Need to be the same. Need a third variable to make both the same
set temp [expr rand()]
set u1 $temp
set u2 $temp
Two variables. I believe two variables are needed. I am not familiar with the current language you are using, but the variables in the formulas must be uncorrelated to provide gaussian like distribution. i.e.:
a = rand_0_1() ;
b = rand_0_1() ;
y1 = sigma * sqrt(-2.0 * a )*cos(2.0 * pi * b ) ;
y2 = sigma * sqrt(-2.0 * a )*sin(2.0 * pi * b ) ;
the random numbers y1 and y2 are now orthogonal and normally distributed. I think.
Thanks for the recipe. I needed to doublecheck my code.
Setting the two variables beforehand isn't needed to keep the resulting random numbers independent. When you think about it, andreas' numbers can't be dependent since there's no variables in his two expressions and each rand() result is indepedent of another. What it does is that it saves two rand() calls. That probably doesn't matter until you change rand() to something that takes entropy from your system, like reading from /dev/random, and you waste half of it.

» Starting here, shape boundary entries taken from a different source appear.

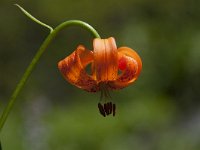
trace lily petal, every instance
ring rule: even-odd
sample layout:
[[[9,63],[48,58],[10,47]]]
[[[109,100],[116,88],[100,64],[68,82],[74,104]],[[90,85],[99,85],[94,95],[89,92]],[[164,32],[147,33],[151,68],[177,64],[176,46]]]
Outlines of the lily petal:
[[[118,53],[115,39],[94,39],[94,74],[97,82],[108,82],[117,79]]]
[[[85,71],[85,67],[92,61],[93,52],[80,45],[72,54],[58,63],[58,68],[71,84],[89,92],[96,92],[99,90],[97,82]]]
[[[122,73],[116,81],[110,82],[111,89],[122,89],[133,83],[139,76],[142,69],[142,61],[139,55],[128,47],[118,49],[119,70]]]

If TCL's rand() returned a number in the range [0,1) (including 0 but not 1), which I've always thought, u1 or u2 would eventually become 0 and crash at the log() part. log(0) = infinity. The Box-Muller tranform expects a range of (0,1] (not including 0 but 1) and you could get that with 1 - rand(). I just read that the range is (0,1) (not including either 0 or 1) so it probably doesn't matter, but it's a safe thing to do in case it changes. I'm pretty sure rand() will never return 1.
Use acos(-1) for pi instead of typing digits. That way, when computers become 128-bit, 256-bit etc, your pi precision will follow.
This returns just one number, without wasting anything. rand() can be replaced with another function of your liking that returns a uniformly distibuted random number greater than or equal to 0 and less than 1.